New Aquisitions of Day

My wife works at the library, and occasionally people will donate books that are too old or in such bad shape that the library gives them away rather than shelving them. Look what I got:

Oooh, that's the 1976 Ballantine edition! Way cooler, but not as valuable probably as the 1964 first edition. So that was cool, but the best was yet to come:

Yep, that's the screenplay for Burrough's film Blade Runner, the source for the title of Scott's adaptation of Do Androids Dream of Electric Sheep?. I thought it was worth a lot of money... it isn't.

But here's part of the first paragraph which explains everything and nothing:

"Now B.J. you are asking me to tell you in one sentence what this film is about? I'm telling you it is too big for one sentence - even a life sentence. For starters it's about the National Health Insurance we don't got. It's about plain middle-class, middle-income-bracket Joe, the $15,000-a-year-boy, sweating out the two jobs, I.R.S. wringing the moonlight dollars out of him to keep the niggers and the spics on welfare and medicare so they can keep up the strength to mug his grandmother"...

OK, that's enough of that.

8 comments:

Anonymous said...

FYI: Someone named "VALIS" in the news:
Haredim: Police 'humiliated' Valis

http://www.jpost.com/servlet/Satellite?cid=1143498831949&pagename=JPost%2FJPArticle%2FShowFull

Professor Imagine said...

hey! that's the copy of Martian Time Slip that I have. I picked it up in a Flea Market in Pearl, MS for .50

Great cover. Nice work!

Anonymous said...

I thought the Blade Runner title source was Alan E. Nourse's novel, The Blade Runner. Wikipedia states the Burroughs novela started as a commissioned story treatment for possible film adaptation of Nourse's novel, which is where Burroughs' title came from. I'd say they share credit credit as the source of the movie title.

http://en.wikipedia.org/wiki/The_Bladerunner. The Wikipedia entry for the novel states "Ridley Scott bought any rights to the title "Blade Runner" that might have arisen from either the Nourse novel or the Burroughs story treatment."

It's nice to be reminded of the Nourse novel which I haven't read in decades.
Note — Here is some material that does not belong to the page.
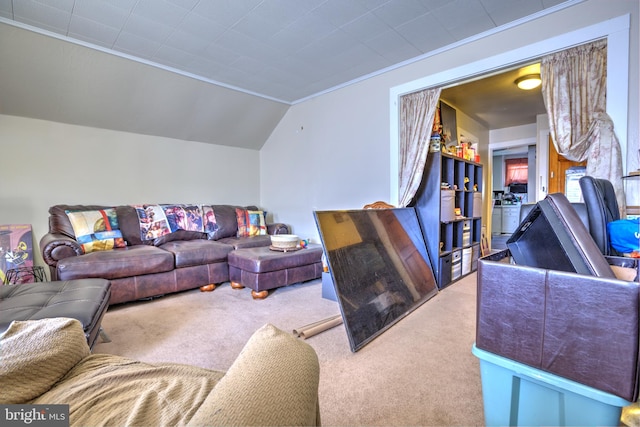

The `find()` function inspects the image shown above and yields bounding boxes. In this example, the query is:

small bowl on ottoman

I"ll see if I can find my copy. It should be pleasing to read something where illegal suppliers of medicine and medical services are portrayed as heroes instead of villians and political medical decisions & those who make them aren't treated as things to be fanatically worshipped or trusted.

David B. Ellis said...

I hadn't heard of Nourse before.

I see from the FREE SPECULATIVE FICTION ONLINE website that many of his stories, including at least one novel, are available as free etexts online (unfortunately not BLADE RUNNER though).

If anyone's interested you can find links to them here:

http://www.freesfonline.de/authors/Alan%20E._Nourse.html

George Myers said...
This comment has been removed by the author.
George Myers said...

Interactive Essay: Pop Sixties the guy smoking the cigarette is in front of the hand-painted "LOVE" sign and here appears on the book cover with a modern "steel and glass" building and an explosion? It appears to have been cut out from it.

http://todayspictures.slate.com/20080902/

Seems odd to me...

tuffy777 said...

Interestingly, the medical profession has credited Phil for developing a new and useful theory of autism in Martian Time-Slip.